Background: I am building a json parser that can take in any format of json and write it to a delta table with a schema that can update based on new data / new columns that come in.
I am trying to update a Databricks Delta table that already exists (the target) with an incoming json file (the source) with a MERGE INTO operation in Databricks.
For an example, let's say the existing table looks like this:
Target (existing delta table)
Nested | ID | Fee |
---|---|---|
[{"code": null, "value": "11"}, {"code": null, "value": "16"}] | 47 | 57.00 |
null | 48 | null |
[{"code": null, "value": "14"}, {"code": null, "value": "12"}, {"code": null, "value": "14"}] | 51 | null |
Source (incoming json)
Nested | ID | Fee |
---|---|---|
null | 47 | 36.00 |
[{"code": null, "value": "14"}, {"code": null, "value": "12"}, {"code": null, "value": "14"}] | 52 | 17.00 |
Desired result (the first line is upserted with the nested value now as null, and ID 52 is inserted at the end):
Nested | ID | Fee |
---|---|---|
null | 47 | 36.00 |
null | 48 | null |
[{"code": null, "value": "14"}, {"code": null, "value": "12"}, {"code": null, "value": "14"}] | 51 | null |
[{"code": null, "value": "14"}, {"code": null, "value": "12"}, {"code": null, "value": "14"}] | 52 | 17.00 |
Right now, I am generating a set string dynamically based on the target and source schemas (they are hundreds of columns long in many cases, and this parser is generic for 70+ different schemas of json). The target schema is from the existing delta table, and the source schema is a dataframe object that has read in the json source. This source schema can contain more columns that weren't previously in the target schema, and I want to add those columns to the table, which works when setting spark.conf.set("spark.databricks.delta.schema.autoMerge.enabled","true")

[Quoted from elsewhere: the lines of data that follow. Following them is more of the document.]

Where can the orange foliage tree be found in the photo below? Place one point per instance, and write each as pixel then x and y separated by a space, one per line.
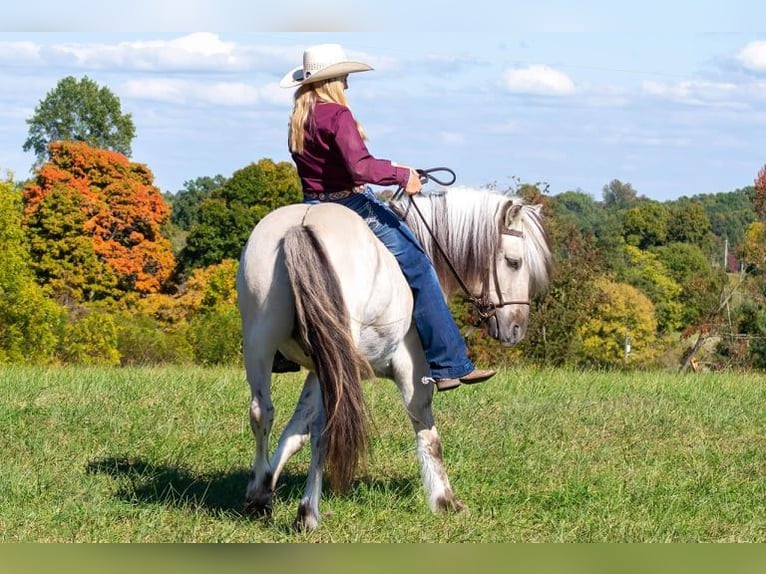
pixel 120 211
pixel 760 193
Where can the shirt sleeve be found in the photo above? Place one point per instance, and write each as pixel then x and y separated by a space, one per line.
pixel 362 166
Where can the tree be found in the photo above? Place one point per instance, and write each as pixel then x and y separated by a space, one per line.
pixel 577 208
pixel 28 321
pixel 618 194
pixel 623 315
pixel 760 193
pixel 79 111
pixel 228 216
pixel 186 203
pixel 701 284
pixel 645 271
pixel 120 212
pixel 689 223
pixel 646 225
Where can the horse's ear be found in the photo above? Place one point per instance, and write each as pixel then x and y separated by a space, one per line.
pixel 511 212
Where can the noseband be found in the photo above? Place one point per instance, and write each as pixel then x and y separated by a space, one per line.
pixel 484 306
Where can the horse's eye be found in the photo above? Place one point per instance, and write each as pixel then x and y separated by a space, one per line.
pixel 513 262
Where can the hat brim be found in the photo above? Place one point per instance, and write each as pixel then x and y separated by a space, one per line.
pixel 296 77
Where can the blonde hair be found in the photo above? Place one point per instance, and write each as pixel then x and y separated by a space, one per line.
pixel 302 116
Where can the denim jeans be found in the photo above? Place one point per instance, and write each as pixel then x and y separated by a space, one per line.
pixel 442 342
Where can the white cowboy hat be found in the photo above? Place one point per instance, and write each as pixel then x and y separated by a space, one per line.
pixel 320 63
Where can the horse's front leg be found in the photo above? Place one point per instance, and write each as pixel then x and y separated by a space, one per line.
pixel 259 489
pixel 308 509
pixel 409 369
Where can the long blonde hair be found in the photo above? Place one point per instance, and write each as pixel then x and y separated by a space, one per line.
pixel 302 117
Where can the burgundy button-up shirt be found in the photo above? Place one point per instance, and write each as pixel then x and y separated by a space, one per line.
pixel 335 158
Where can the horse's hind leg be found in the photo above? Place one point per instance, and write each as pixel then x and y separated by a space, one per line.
pixel 417 399
pixel 258 367
pixel 296 433
pixel 308 509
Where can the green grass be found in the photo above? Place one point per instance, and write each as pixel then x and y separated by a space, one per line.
pixel 163 455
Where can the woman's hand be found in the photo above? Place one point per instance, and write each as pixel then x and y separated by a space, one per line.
pixel 413 183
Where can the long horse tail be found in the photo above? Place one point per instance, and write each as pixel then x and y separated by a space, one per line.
pixel 324 330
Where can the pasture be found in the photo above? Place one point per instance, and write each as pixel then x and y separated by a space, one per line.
pixel 163 455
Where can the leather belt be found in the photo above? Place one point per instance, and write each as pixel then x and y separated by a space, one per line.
pixel 333 195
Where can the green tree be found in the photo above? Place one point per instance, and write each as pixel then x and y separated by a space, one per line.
pixel 701 284
pixel 79 110
pixel 623 315
pixel 28 320
pixel 759 201
pixel 689 223
pixel 228 216
pixel 645 271
pixel 578 209
pixel 618 194
pixel 646 224
pixel 186 203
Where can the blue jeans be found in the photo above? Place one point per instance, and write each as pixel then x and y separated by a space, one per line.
pixel 442 342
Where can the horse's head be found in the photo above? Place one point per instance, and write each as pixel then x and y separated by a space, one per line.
pixel 520 271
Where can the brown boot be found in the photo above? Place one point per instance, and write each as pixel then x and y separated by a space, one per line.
pixel 475 376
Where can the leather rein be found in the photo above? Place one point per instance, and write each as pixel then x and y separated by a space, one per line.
pixel 485 308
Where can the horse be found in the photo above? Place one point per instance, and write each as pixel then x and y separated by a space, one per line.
pixel 315 284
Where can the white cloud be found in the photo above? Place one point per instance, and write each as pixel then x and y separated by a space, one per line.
pixel 189 53
pixel 753 56
pixel 19 53
pixel 538 79
pixel 451 138
pixel 698 92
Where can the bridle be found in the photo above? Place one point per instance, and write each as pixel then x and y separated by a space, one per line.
pixel 485 308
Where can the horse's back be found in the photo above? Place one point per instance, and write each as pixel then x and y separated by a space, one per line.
pixel 375 293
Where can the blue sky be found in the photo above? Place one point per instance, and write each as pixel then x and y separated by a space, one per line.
pixel 669 96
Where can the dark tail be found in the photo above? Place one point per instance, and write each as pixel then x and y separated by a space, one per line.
pixel 323 323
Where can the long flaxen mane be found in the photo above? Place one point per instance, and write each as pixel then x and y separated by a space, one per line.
pixel 466 223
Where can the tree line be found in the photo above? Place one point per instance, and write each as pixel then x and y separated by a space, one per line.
pixel 101 267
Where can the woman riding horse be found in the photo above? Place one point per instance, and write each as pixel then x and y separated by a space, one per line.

. The problem being the columns that are null cannot be automatically cast to the complex json structure - to my knowledge.
My current MERGE INTO Statement with dynamic set strings:
MERGE INTO {existing_table_name} t
USING {new_source_json} s
ON t.ID = s.ID
WHEN MATCHED THEN
UPDATE SET {set_string}
WHEN NOT MATCHED
THEN INSERT {set_string_insert}
I am getting the following error:
Failed to merge incompatible data types ArrayType(StructType(StructField(code,StringType,true),StructField(value,StringType,true)),true) and StringType
Which is because the target table's nested column type is ArrayType(StructType(StructField(code,StringType,true),StructField(value,StringType,true)),true)
but the null value that is being used to try and update the ID 47 is being cast as a string in Spark.
My generated set_strings look like the following:
t.nested = s.nested, t.ID = s.ID, t.Fee = s.Fee
I have also tried to cast the column within the MERGE INTO statement itself:
MERGE INTO {existing_table_name} t
USING {new_source_json} s
ON t.ID = s.ID
WHEN MATCHED THEN
UPDATE SET t.Nested = cast(s.Nested as array<struct<code:string,value:string>>),t.ID = s.ID, t.Fee = s.Fee
WHEN NOT MATCHED
THEN INSERT (Nested,ID,Fee)
VALUES(s.cast(s.nested as array<struct<code:string,value:string>>), s.ID, s.Fee)
Which still produces the same error. Do I have to cast the source dataframe columns before going into the target? That would be rather tedious and expensive for 200+ columns to use the withColumn function to do one by one for any mismatched types.
Is there a way to accomplish the desired result in Databricks using MERGE INTO or any other operation? I would prefer to avoid creating the schemas manually unless that is the only route forward.
I ended up working around the merge statement by instead using the existing tables schema to load in the new json file. If there was a difference in the new schema (meaning either a column data type changed, or a new column was added to the json), I would then have to enable schema evolution to ensure this new column was captured. A Code snippet for reading in the new json file with a schema defined from the previous table (the passed_schema
variable):
old_table = spark.table(f"{full_table_name}")
passed_schema = old_table.schema
def read_from_blob_as_pyspark_df_json_with_schema(file_path, container_name, storage_account_name, schema):
spark_df = spark.read.format('json')\
.schema(schema)\
.load(f"abfss://{container_name}@{storage_account_name}.dfs.core.windows.net/{file_path}");
return spark_df
raw_json_df = read_from_blob_as_pyspark_df_json_with_schema(f, container_name, storage_account_name, passed_schema)
And using the passed_schema
along with the new raw_json_df
, you can perform a merge statement. Again if there are mismatches, you can either add the new columns manually, or have another function to allow schema evolution for the new columns.